En 2023, le Tribunal Supremo a tranché en faveur des mutualistes, reconnaissant leur droit à récupérer l'IRPF payé en trop. Le montant des remboursements varie considérablement, atteignant parfois jusqu'à 4 000 euros par an pour certains contribuable. Mais malgré cette décision de justice, la réalité est frustrante : de nombreux retraités n'ont toujours pas perçu les sommes dues.
Plusieurs facteurs expliquent ce retard. Le nombre colossal de demandes, les modifications successives des procédures administratives, et les vérifications individuelles nécessaires pour chaque dossier ralentissent considérablement le processus. Le ministère de l'Économie a introduit de nouvelles exigences en 2025, obligeant certains contribuables à soumettre de nouvelles demandes. Les délais de prescription, variables selon l'exercice fiscal concerné, ajoutent à la complexité. Le système a traité 2 288 524 dossiers à ce jour, mais un nombre significatif a été rejeté.

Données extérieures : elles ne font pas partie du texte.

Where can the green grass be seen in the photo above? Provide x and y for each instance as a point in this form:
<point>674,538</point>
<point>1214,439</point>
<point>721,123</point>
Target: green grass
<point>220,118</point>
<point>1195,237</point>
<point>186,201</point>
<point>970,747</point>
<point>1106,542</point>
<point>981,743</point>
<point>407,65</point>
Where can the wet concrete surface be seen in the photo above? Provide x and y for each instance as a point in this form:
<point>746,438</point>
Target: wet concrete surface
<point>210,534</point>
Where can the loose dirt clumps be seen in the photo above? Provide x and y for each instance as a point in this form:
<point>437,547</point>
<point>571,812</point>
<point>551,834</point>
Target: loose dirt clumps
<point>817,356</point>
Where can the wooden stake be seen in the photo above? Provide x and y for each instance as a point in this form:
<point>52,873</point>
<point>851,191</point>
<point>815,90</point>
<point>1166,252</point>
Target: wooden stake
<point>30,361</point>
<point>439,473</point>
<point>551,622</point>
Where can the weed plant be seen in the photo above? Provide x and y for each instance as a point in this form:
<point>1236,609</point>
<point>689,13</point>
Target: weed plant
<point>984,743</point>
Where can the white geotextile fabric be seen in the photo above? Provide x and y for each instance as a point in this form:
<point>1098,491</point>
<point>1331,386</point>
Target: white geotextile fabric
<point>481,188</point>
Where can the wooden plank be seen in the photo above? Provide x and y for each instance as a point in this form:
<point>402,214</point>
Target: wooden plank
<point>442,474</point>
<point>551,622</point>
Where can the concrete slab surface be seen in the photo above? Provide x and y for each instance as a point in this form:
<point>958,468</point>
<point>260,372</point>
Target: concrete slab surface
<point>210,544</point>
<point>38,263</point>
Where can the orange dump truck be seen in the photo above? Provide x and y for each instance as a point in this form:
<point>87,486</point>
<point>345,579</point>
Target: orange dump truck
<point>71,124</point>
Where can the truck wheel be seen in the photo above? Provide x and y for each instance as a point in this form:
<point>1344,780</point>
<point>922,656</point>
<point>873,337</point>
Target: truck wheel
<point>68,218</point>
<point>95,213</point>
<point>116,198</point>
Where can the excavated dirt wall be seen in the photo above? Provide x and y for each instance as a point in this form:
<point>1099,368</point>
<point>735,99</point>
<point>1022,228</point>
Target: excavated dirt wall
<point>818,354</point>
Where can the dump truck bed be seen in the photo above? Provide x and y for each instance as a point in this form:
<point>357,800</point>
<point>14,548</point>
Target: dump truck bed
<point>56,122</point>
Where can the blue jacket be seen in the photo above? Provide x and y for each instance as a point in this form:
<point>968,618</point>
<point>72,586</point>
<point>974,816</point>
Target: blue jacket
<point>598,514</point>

La situation est particulièrement préoccupante pour ceux qui ont déposé leurs demandes en 2025. Les paiements attendus en 2026 sont encore reportés. Les 786 069 dossiers restants sont en cours d'examen, avec des délais d'attente incertains. La complexité des vérifications – année de cotisation, portion de la pension concernée, déclarations d'impôts à rectifier – est un frein majeur.

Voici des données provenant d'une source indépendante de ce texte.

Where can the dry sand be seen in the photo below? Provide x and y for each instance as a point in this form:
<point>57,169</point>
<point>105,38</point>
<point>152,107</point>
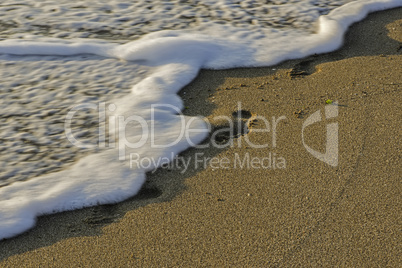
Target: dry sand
<point>307,214</point>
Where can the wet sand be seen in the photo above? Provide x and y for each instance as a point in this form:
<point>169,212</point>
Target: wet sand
<point>231,211</point>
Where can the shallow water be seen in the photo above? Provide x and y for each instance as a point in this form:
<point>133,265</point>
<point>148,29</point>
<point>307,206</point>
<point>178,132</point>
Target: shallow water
<point>114,80</point>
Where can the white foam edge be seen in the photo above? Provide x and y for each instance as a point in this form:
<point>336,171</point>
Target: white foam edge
<point>100,178</point>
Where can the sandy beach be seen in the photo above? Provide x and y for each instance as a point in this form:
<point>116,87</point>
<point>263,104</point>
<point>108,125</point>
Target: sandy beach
<point>243,206</point>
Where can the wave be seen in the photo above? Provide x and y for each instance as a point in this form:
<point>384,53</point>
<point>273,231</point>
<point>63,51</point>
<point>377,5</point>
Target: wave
<point>153,106</point>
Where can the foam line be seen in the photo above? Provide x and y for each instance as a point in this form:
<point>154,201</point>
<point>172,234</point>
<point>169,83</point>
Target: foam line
<point>102,178</point>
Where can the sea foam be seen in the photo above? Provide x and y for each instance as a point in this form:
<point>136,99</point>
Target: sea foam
<point>176,58</point>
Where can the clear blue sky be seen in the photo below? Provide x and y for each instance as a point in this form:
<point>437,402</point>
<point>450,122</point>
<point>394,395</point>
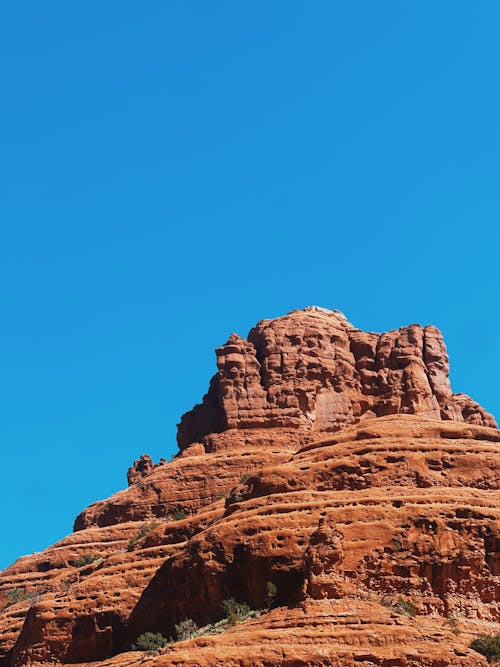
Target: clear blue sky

Le retard dans les paiements n'est pas sans conséquences. Les retraités concernés ont droit à des intérêts de retard, compensant la période où l'administration a conservé des sommes considérées comme indûment perçues. Cette situation, loin d'être exceptionnelle, révèle une fragilité du système et une gestion administrative qui laisse de nombreux retraités sur la touche. La confiance envers les institutions est mise à rude épreuve.
Le Tribunal Supremo avait validé le droit à ces remboursements, mais la lenteur des paiements questionne la capacité de l'administration à faire appliquer ses propres décisions. Alors que les pensions, souvent maigres, sont censées assurer une retraite décente, ce processus de remboursement, décousu et lourd, en compromet l'objectif même.